Gazprom, le géant gazier russe, a réussi à renouer avec la rentabilité au premier trimestre 2026. C’est ce que rapporte le Moscow Times. Ce redressement intervient après les pertes importantes subies en 2024 en raison de la baisse des ventes internationales. Le Kremlin a orchestré cette reprise en imposant de fortes hausses des prix du gaz domestique pour les ménages russes.
Les hausses de prix pèsent sur les consommateurs
Ces hausses de prix, qui ont atteint en moyenne 14,85 pour cent l’année dernière, constituent la plus forte augmentation depuis 2014 et devraient se poursuivre jusqu’en 2028, alourdissant encore le fardeau des consommateurs russes. Alors que le bénéfice net de Gazprom, selon les normes internationales, a atteint 1 300 milliards de roubles (13,6 milliards d’euros) l’année précédente, son flux de trésorerie disponible a considérablement diminué.
Les analystes soulignent que les activités de Gazprom sont pour l’essentiel au point mort. Malgré l’augmentation des exportations de gaz vers la Chine, ces ventes s’effectuent avec une remise considérable par rapport aux anciens prix pratiqués en Europe. Avec la perte du marché européen lucratif et le marché chinois ne parvenant pas à compenser pleinement cette perte, la Russie a eu recours à une hausse des prix intérieurs pour soutenir Gazprom.
Les citoyens russes financent la survie de Gazprom
Selon les analystes, cette pratique devrait perdurer pendant des années, rendant de fait les citoyens russes responsables du financement de la survie de Gazprom, qui se trouve dans une position d’isolement sur la scène mondiale.

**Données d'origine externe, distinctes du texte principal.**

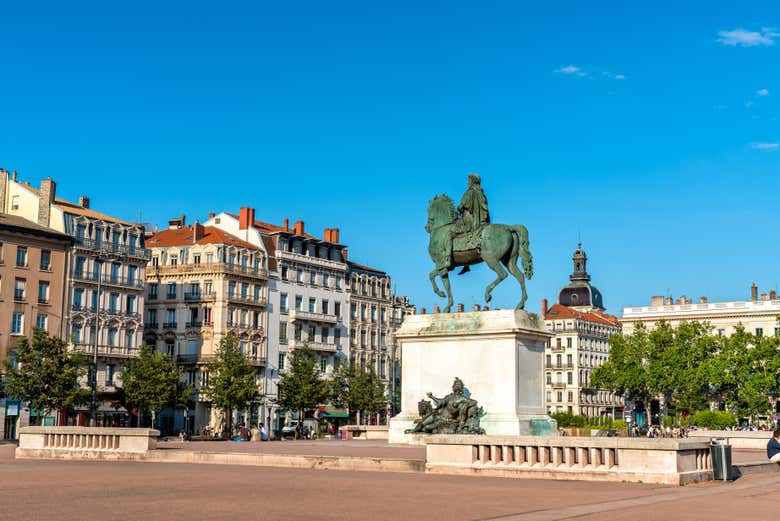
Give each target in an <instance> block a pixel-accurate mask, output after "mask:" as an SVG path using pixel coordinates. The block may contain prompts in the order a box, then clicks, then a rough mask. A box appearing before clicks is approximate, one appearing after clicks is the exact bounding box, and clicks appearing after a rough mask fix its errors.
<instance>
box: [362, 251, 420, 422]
mask: <svg viewBox="0 0 780 521" xmlns="http://www.w3.org/2000/svg"><path fill="white" fill-rule="evenodd" d="M347 265H348V266H349V298H350V334H349V338H350V350H349V352H350V361H351V362H352V363H355V364H359V365H360V366H361V367H370V368H371V369H373V370H374V372H375V373H376V374H377V375H378V376H379V378H380V379H381V380H382V381H383V382H384V384H385V385H386V388H387V397H388V405H389V406H390V408H391V410H390V412H391V415H392V412H394V408H395V410H397V407H398V405H400V404H398V403H397V402H398V400H397V399H396V394H397V390H398V388H399V387H400V385H401V381H400V378H401V375H400V367H401V365H400V363H401V352H400V349H399V347H398V344H397V343H396V340H395V332H396V330H397V329H398V328H399V327H401V323H402V322H403V319H404V317H405V316H406V315H409V314H414V308H413V306H412V305H411V304H410V303H409V299H408V298H407V297H399V296H397V295H395V294H394V293H393V291H392V289H391V287H390V283H391V280H390V277H389V276H388V275H387V273H385V272H384V271H380V270H377V269H374V268H369V267H368V266H362V265H360V264H357V263H354V262H347ZM386 417H387V416H386V415H382V418H380V420H382V419H386Z"/></svg>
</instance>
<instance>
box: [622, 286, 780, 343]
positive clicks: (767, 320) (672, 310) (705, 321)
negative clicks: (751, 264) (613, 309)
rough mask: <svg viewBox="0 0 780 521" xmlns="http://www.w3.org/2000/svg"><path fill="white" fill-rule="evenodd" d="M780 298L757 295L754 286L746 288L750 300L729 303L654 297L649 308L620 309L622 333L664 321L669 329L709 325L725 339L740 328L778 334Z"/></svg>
mask: <svg viewBox="0 0 780 521" xmlns="http://www.w3.org/2000/svg"><path fill="white" fill-rule="evenodd" d="M778 317H780V299H778V297H777V292H776V291H775V290H771V291H769V293H762V294H761V295H759V294H758V286H756V284H755V283H754V284H752V285H751V287H750V300H736V301H729V302H710V301H709V299H708V298H707V297H701V298H699V301H698V302H696V303H694V302H693V300H692V299H689V298H686V297H685V295H683V296H682V297H680V298H679V299H677V300H674V299H672V297H662V296H654V297H651V298H650V305H649V306H638V307H636V306H629V307H626V308H623V316H622V317H621V319H620V320H621V322H622V323H623V332H624V333H626V334H631V333H633V332H634V331H635V330H636V327H637V325H639V324H643V325H644V326H645V327H646V328H647V329H653V328H654V327H655V325H656V324H657V323H658V322H659V321H661V320H665V321H667V322H669V323H670V324H671V325H672V326H677V325H679V324H680V323H681V322H692V321H699V322H709V324H710V325H711V326H712V332H713V333H715V334H721V335H726V336H729V335H731V334H733V333H734V331H736V330H737V328H738V327H743V328H744V329H745V331H747V332H748V333H753V334H756V335H774V334H778V333H780V324H778V322H777V318H778Z"/></svg>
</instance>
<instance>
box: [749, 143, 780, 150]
mask: <svg viewBox="0 0 780 521" xmlns="http://www.w3.org/2000/svg"><path fill="white" fill-rule="evenodd" d="M750 147H751V148H753V149H755V150H777V149H778V148H780V143H767V142H766V141H759V142H757V143H751V144H750Z"/></svg>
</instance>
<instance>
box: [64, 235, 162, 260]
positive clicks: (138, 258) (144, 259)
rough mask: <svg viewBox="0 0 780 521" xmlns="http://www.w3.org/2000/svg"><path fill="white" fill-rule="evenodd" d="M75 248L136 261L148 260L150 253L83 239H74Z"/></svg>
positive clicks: (88, 239) (150, 254)
mask: <svg viewBox="0 0 780 521" xmlns="http://www.w3.org/2000/svg"><path fill="white" fill-rule="evenodd" d="M75 239H76V240H75V244H76V248H80V249H83V250H89V251H92V252H97V253H102V254H105V255H121V256H124V257H135V258H138V259H144V260H147V261H148V260H150V259H151V258H152V251H151V250H149V249H147V248H137V247H135V246H127V245H124V244H114V243H112V242H103V241H100V242H97V241H93V240H92V239H85V238H83V237H76V238H75Z"/></svg>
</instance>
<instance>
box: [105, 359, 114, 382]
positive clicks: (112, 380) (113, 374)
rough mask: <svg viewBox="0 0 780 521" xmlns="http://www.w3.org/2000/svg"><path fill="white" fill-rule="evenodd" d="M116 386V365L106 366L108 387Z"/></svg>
mask: <svg viewBox="0 0 780 521" xmlns="http://www.w3.org/2000/svg"><path fill="white" fill-rule="evenodd" d="M112 385H114V364H107V365H106V386H108V387H110V386H112Z"/></svg>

L’Allemagne a récemment lancé la privatisation de Sefe, un service public anciennement détenu par Gazprom et saisi à la suite de l’invasion de l’Ukraine en 2022. Cette mesure diluera la participation du gouvernement allemand par le biais d’une augmentation de capital. Cette transition prive effectivement Gazprom d’actifs cruciaux de stockage et de distribution en Europe, éliminant toute possibilité de regagner son ancienne part de marché. Gazprom dépend désormais presque entièrement des frais d’« indexation » payés par les citoyens russes pour maintenir sa solvabilité.